I'm sure there's a lot more.  That's just the ones I found for the last year or so that were declared or re-authorized.  Some of them go back to Bush and Clinton, maybe further.  I didn't trace back but a few.

It's clear to me what's going on:  under "precedent", a President can bypass Congress by declaring a national emergency via an Executive Order.  There is no established Constitutional authority for doing so, but no one ever challenged the precedent, so they are just doing it.  (Again, it started before Obama.)

So, in my blog posts of awhile ago ("The Unbridled Authority of Presidential Executive Orders", or "Totalitarianism Redux", etc) I was rather missing the Amazonian rain forest for the Charlie Brown Christmas tree when I ruminated on the dangers of allowing the President the authority to declare any undefined emergency.   That bus has come and gone decades ago.  Presidents for quite some time have been asserting that authority endlessly.

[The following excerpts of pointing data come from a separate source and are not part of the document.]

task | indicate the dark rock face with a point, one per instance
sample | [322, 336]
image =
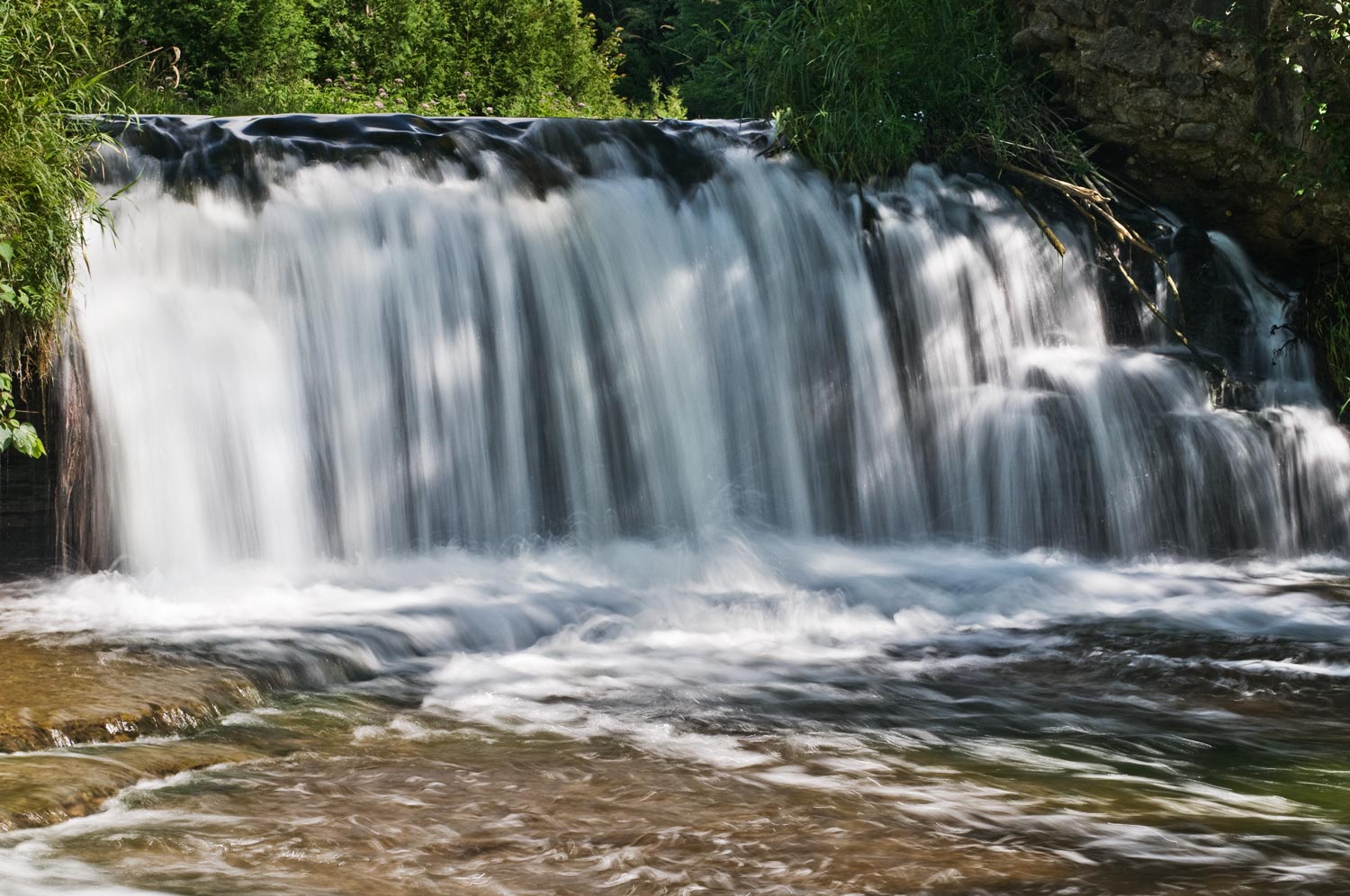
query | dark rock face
[1203, 113]
[27, 512]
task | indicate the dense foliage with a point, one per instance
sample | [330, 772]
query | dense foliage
[49, 75]
[860, 88]
[434, 57]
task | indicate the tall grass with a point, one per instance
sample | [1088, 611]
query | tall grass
[866, 88]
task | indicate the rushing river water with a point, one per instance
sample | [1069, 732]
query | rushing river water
[609, 509]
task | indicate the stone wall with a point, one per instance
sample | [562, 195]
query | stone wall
[27, 512]
[1202, 112]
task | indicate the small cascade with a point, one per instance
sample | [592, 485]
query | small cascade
[356, 337]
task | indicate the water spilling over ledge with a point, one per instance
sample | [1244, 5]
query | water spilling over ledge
[574, 506]
[353, 337]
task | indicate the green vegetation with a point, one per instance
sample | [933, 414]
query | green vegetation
[868, 88]
[1311, 40]
[49, 73]
[428, 57]
[22, 436]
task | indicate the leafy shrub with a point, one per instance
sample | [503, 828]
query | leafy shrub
[867, 88]
[49, 72]
[224, 45]
[445, 57]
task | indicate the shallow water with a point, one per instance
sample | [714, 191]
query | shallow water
[715, 439]
[753, 714]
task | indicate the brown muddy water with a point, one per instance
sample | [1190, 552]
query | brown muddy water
[753, 717]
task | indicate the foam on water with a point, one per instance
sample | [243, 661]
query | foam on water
[615, 453]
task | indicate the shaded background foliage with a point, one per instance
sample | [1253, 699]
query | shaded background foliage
[50, 64]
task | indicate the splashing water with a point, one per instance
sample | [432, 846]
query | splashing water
[615, 509]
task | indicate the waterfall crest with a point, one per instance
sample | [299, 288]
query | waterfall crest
[351, 337]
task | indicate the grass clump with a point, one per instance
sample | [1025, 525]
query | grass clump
[866, 88]
[427, 57]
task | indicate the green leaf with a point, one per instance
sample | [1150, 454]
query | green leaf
[26, 442]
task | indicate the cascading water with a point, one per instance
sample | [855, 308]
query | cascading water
[604, 507]
[612, 332]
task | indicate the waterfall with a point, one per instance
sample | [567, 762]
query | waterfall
[356, 337]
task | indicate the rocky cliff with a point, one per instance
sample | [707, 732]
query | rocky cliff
[1203, 111]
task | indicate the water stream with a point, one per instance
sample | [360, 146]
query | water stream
[616, 509]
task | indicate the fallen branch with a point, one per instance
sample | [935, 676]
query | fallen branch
[1040, 221]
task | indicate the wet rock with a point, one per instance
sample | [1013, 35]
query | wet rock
[1168, 84]
[68, 694]
[1195, 131]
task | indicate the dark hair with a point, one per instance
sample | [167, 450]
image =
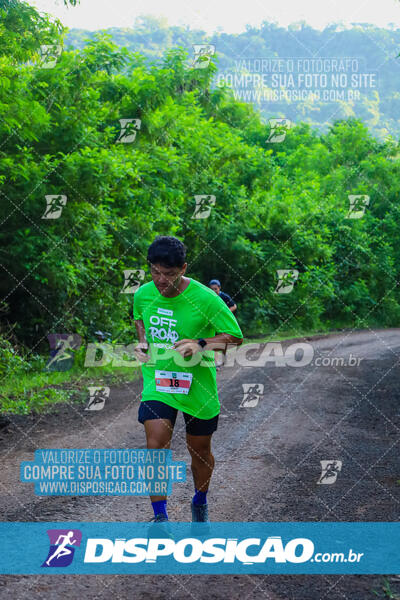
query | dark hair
[167, 251]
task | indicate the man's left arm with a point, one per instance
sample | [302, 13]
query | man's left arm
[224, 321]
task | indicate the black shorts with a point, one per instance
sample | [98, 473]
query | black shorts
[154, 409]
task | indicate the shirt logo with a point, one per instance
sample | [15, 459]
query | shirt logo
[165, 311]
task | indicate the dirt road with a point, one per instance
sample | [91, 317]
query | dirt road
[267, 467]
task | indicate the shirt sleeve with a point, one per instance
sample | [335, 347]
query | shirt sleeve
[137, 308]
[222, 318]
[227, 299]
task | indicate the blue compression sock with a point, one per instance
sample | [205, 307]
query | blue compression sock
[160, 508]
[200, 497]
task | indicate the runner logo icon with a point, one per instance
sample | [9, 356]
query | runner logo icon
[62, 542]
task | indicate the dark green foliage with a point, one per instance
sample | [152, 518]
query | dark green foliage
[278, 206]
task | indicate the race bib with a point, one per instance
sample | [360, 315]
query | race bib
[173, 382]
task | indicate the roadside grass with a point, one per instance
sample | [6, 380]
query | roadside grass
[23, 392]
[27, 388]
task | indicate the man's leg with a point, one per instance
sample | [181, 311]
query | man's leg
[158, 436]
[203, 461]
[199, 447]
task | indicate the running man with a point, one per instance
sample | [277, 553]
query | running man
[178, 321]
[62, 549]
[215, 285]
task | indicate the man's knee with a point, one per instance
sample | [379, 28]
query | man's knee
[200, 451]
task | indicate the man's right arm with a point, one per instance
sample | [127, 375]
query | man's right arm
[143, 346]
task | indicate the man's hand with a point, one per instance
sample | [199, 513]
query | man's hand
[140, 351]
[187, 347]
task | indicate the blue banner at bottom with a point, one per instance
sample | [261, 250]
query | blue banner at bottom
[202, 548]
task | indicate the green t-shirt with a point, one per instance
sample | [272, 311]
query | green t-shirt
[197, 312]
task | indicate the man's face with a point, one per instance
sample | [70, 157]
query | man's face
[167, 279]
[216, 288]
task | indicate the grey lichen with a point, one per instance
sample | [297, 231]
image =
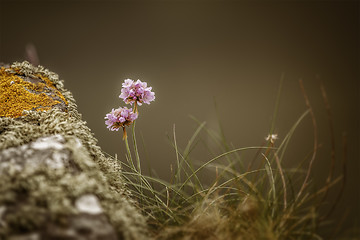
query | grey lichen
[33, 194]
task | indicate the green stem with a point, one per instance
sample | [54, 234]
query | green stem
[130, 161]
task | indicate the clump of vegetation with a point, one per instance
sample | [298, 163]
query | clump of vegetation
[260, 200]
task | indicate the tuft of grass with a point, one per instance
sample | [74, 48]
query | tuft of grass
[249, 202]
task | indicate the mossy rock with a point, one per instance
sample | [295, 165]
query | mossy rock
[56, 183]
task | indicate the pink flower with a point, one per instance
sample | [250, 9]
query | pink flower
[119, 118]
[138, 92]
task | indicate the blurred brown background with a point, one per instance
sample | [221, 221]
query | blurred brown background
[193, 51]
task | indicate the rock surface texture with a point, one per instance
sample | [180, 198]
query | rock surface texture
[55, 182]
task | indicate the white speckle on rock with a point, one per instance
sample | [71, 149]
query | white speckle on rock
[53, 142]
[57, 161]
[88, 204]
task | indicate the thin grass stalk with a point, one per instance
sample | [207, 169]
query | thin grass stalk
[214, 159]
[282, 178]
[315, 139]
[272, 183]
[332, 137]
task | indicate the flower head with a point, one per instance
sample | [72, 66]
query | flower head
[271, 138]
[138, 92]
[119, 118]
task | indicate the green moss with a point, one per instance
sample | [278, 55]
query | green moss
[49, 194]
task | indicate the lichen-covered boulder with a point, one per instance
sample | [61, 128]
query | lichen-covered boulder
[55, 182]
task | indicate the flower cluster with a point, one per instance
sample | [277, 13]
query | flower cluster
[132, 92]
[271, 138]
[119, 118]
[136, 92]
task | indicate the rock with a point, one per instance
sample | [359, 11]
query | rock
[55, 182]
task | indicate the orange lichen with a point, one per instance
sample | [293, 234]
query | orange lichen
[17, 95]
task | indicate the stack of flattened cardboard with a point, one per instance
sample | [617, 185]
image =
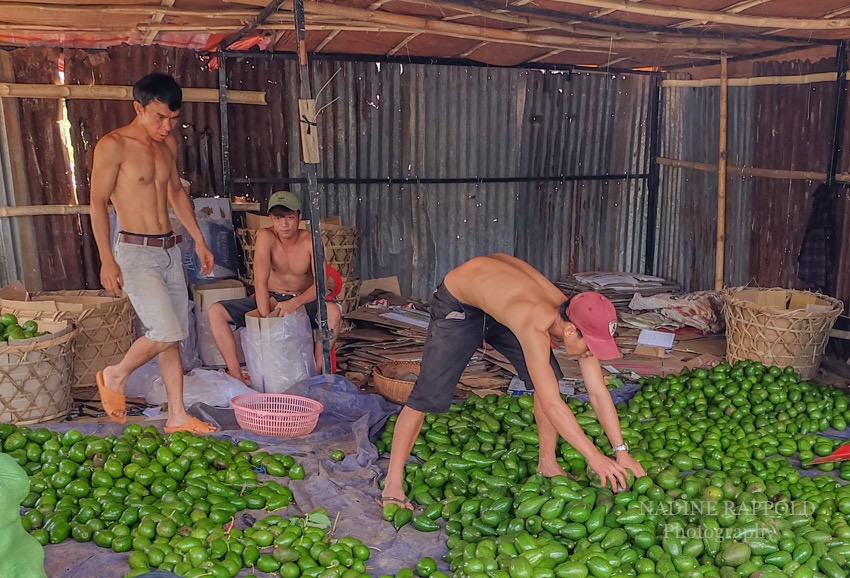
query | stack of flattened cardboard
[616, 286]
[385, 331]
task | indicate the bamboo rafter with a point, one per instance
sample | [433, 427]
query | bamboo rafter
[156, 19]
[679, 13]
[833, 14]
[402, 22]
[734, 9]
[143, 11]
[335, 33]
[402, 44]
[606, 11]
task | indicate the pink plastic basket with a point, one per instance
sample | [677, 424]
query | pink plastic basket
[276, 414]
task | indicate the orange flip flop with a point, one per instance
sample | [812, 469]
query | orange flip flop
[194, 426]
[112, 400]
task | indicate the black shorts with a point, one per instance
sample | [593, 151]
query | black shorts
[237, 308]
[455, 332]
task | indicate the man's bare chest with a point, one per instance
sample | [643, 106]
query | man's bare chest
[146, 165]
[291, 260]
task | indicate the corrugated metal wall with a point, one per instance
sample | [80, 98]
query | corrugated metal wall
[394, 121]
[776, 127]
[439, 122]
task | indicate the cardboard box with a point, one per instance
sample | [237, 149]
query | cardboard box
[205, 295]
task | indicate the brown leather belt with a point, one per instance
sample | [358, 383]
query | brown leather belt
[164, 242]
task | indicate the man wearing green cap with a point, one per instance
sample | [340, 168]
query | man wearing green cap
[283, 281]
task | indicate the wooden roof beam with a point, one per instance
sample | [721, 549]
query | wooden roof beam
[272, 7]
[605, 11]
[833, 14]
[401, 44]
[157, 18]
[733, 9]
[425, 25]
[335, 33]
[678, 13]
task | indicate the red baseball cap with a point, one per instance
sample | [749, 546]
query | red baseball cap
[594, 315]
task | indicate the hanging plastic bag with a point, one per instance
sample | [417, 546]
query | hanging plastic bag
[214, 388]
[278, 350]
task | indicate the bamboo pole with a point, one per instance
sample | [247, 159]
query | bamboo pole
[734, 9]
[719, 258]
[157, 18]
[62, 10]
[482, 33]
[715, 17]
[114, 92]
[42, 210]
[754, 81]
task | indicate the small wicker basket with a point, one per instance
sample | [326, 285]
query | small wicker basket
[387, 384]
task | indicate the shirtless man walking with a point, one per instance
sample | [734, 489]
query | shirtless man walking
[505, 301]
[283, 281]
[136, 167]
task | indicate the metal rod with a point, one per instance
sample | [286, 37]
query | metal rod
[305, 92]
[226, 184]
[654, 145]
[836, 141]
[720, 254]
[437, 181]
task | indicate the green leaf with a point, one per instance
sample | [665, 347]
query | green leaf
[318, 521]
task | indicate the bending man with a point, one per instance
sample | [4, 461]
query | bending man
[507, 303]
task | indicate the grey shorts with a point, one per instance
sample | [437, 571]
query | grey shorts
[156, 285]
[455, 332]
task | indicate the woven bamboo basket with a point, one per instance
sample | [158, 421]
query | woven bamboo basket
[248, 240]
[36, 376]
[349, 295]
[104, 322]
[774, 334]
[387, 384]
[339, 244]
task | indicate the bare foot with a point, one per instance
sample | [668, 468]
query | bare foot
[190, 424]
[395, 496]
[114, 382]
[243, 377]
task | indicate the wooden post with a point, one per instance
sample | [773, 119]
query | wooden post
[721, 177]
[309, 158]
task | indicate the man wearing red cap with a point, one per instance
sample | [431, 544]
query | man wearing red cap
[510, 305]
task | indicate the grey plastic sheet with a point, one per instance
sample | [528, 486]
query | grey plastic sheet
[348, 489]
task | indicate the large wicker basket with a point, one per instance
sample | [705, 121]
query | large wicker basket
[767, 325]
[387, 384]
[36, 376]
[104, 323]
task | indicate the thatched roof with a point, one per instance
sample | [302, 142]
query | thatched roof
[613, 33]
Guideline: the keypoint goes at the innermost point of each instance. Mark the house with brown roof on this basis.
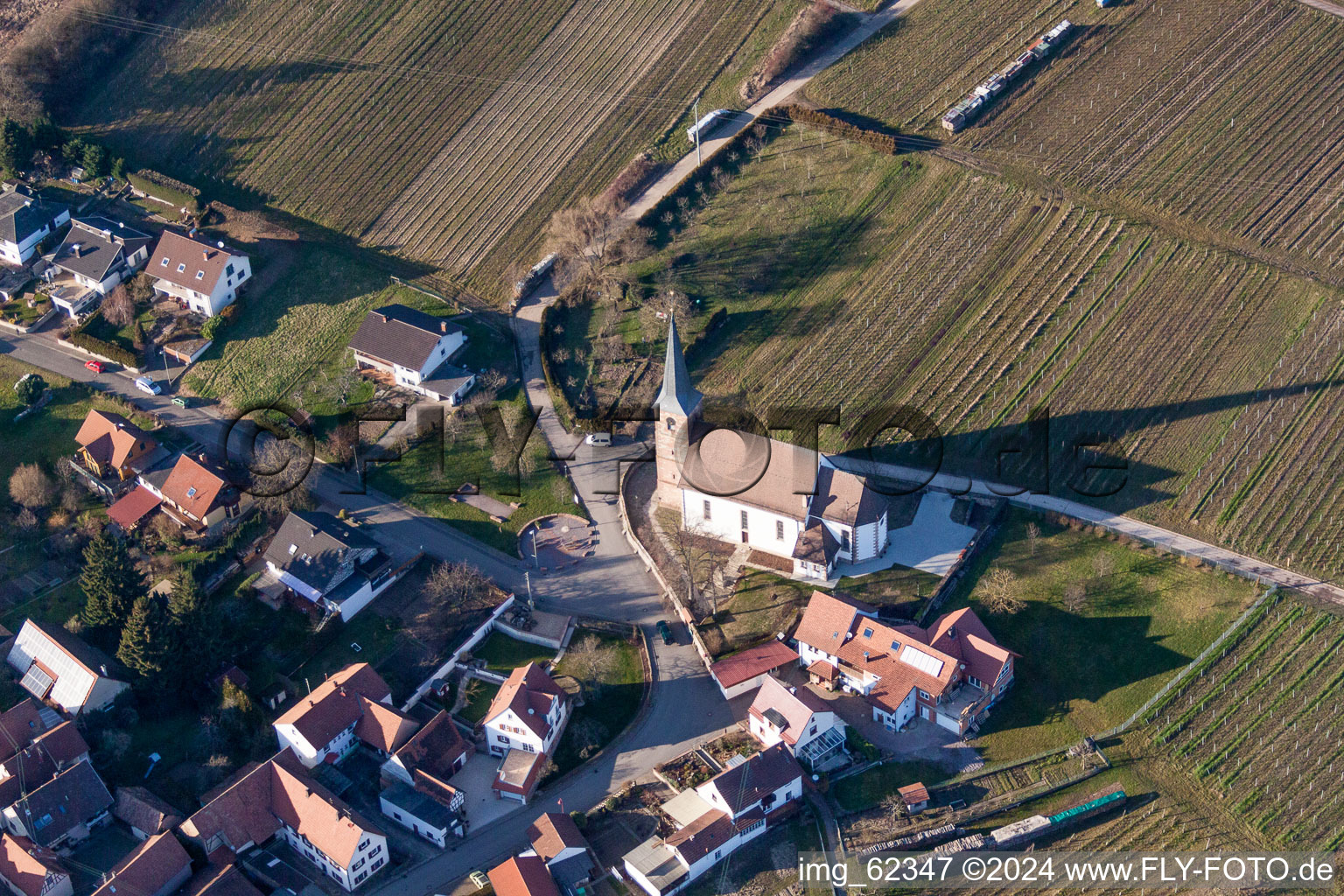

The purpose seems clear: to circumvent Congress and U.S. Statute, they declare an emergency, and then no existing law on the books applies to them.   They can do (in the words of Bill Murray, from "Groundhog Day"):  whatever they want.

No restrictions whatever.

Let's review just what it is they do claim they can do in an emergency, if their mood sees fit:
1. Seize all highways, seaports. (EO 10990, originally, superceded by later EOs)
2. Seize and control the communication media. (Well, that's a fait accompli, but it started with EO 10995)
3. Seize all electrical power, gas, petroleum, fuels and minerals. (EO 10997, et al)
4. Seize all food resources and farms. (EO 10998...)
5. Force all civilians into work brigades. (EO 11000...)
6. Take over all health, education and welfare functions. (EO 11001. Sounds just like Obamacare, doesn't it?)
7. Establishes a national registration of all persons. (EO 11002...)
8. seize all airports and aircraft, including commercial aircraft. (EO 11003.  Pretty much what happened after 9/11)
9. Relocate communities, build new housing, designate areas to be abandoned, and establish new locations for populations. (EO 11004.  Not unlike what Fannie, Freddie and the CRA accomplished, but more draconian.)
10. Seize railroads, inland waterways and public storage facilities. (EO 11005)
11.  The National Guard could be federalized to seal all borders and take control of U.S. air space and all ports of entry. (EO 12656)
12. Enforce “industrial support” with the Dept. of Justice. (EO 11310)
13. Take control over the mechanisms of production and distribution, of energy sources, wages, salaries, credit and the flow of money in U.S. financial institution in any undefined national emergency. (EO 11921)
14. Asserts that when a state of emergency is declared by the President, Congress cannot review actions under this EO for six months. (EO 11921. This EO is a massive expansion of previous EOs, under a Republican Administration.)
15. increase domestic intelligence and surveillance. (EO 12656) It grants the government the right to isolate large groups of civilians.
16. authorize all Executive Orders to be put into effect in times of increased international tensions and economic or financial crisis. (EO 11051)
I'll leave you to ruminate on just how far down the path of statism we've actually gone, and what's holding them back.